Years after I moved to Orlando, he decided to start wintering near Frostproof, about an hour away, and we visited frequently. Among other topics, he always asked about my business, and we bonded over discussions of writing, family history, the general business climate, and technology. More than he ever realized (and more than I realized at the time), he was an inspiration for many of my career dreams, as well as a motivation for my efforts. When he passed away, I missed that support more than I ever expected I would.
Moving on . . . my relocation in early 2013, was a pleasant experience but I still gave the change license to block my writing.
During my first experience at the museum, in the 1990s, I fell in love with the process of writing, researching, rewriting, and refining words and concepts—and with working in teams of subject specialists and experts, educators, readers and reviewers, and designers to create and package a product to be the best possible. While that passion was one of the many attractions that encouraged my return, over the years of my absence, budget cuts, staff losses, and poor management had come to impede that process. The remaining staff continues to turn out the best product it can, but the intensity of long hours and multiple frustrations and roadblocks along the way took its toll—and affected my after-hours creativity and drive.
Which leads directly into my final reason for disappearing. For the first time in my professional career, I failed a client. I entered the project with all the right intentions and I persisted with the project because of a passion that the author and I shared . . . but, then, I stayed with the project far longer than I should have because I didn’t want to renege on promises made and established, on the author’s dreams, and on my own expectations.

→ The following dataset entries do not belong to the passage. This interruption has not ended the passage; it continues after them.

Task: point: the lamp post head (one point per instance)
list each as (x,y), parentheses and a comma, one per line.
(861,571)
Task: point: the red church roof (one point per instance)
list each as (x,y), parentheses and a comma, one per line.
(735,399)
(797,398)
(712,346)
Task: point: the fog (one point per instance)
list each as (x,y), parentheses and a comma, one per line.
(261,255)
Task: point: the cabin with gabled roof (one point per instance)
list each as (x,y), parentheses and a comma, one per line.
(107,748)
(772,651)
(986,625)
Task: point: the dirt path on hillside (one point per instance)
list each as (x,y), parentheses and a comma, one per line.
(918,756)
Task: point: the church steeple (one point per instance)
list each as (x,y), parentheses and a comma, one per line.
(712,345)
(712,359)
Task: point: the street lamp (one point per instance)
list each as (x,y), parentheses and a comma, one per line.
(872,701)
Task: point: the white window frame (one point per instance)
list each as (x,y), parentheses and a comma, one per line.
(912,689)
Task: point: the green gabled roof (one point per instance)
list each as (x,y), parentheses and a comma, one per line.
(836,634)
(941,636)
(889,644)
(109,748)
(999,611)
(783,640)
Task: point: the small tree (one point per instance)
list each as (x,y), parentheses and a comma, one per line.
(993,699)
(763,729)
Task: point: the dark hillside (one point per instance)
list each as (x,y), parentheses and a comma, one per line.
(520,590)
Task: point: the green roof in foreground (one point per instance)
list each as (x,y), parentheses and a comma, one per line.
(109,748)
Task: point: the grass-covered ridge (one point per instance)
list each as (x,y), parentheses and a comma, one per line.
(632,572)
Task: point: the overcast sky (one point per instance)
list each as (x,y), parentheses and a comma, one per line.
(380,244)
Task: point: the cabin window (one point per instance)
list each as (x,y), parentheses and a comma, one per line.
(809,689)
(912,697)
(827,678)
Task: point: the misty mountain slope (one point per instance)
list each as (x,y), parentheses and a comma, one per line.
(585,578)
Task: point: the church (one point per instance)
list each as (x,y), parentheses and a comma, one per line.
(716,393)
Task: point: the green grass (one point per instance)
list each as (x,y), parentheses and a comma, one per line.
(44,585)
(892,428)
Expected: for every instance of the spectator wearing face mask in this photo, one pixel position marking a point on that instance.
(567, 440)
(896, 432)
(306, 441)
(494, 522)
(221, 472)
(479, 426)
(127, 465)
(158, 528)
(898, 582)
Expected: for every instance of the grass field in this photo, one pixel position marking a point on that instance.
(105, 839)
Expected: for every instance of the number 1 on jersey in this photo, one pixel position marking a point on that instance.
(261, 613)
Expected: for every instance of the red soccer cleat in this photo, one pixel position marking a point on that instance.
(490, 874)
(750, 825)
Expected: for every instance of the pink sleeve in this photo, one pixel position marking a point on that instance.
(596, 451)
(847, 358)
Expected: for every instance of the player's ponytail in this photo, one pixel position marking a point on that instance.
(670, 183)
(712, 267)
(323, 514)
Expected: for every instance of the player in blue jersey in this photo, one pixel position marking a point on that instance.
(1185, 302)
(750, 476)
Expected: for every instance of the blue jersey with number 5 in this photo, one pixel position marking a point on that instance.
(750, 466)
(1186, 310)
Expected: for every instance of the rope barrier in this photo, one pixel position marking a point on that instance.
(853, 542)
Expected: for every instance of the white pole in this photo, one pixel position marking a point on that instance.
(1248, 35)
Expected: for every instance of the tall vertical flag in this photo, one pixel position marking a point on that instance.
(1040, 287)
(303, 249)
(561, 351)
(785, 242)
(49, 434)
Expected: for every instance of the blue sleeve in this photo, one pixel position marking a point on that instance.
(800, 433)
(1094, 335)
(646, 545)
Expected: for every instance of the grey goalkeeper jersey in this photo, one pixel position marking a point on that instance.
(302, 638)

In the end, I had to back out of the project because I came to realize I could not have met the project’s deadline—and I disappointed my client because I left him with few options and too little time to make alternate arrangements.
That was the final blow to my motivation and I’ve done nothing with my business since.
Now, however, I’m edging back to a revival—probably not a return to working with clients with large projects, yet (I’m still way too skittish for that), but at least a return to some of the behind-the-scenes aspects of running a business in this century. At least I’m getting to the point where I want to start again. And, that’s a good first step, I think . . .
Thanks for your support and, I hope, your understanding.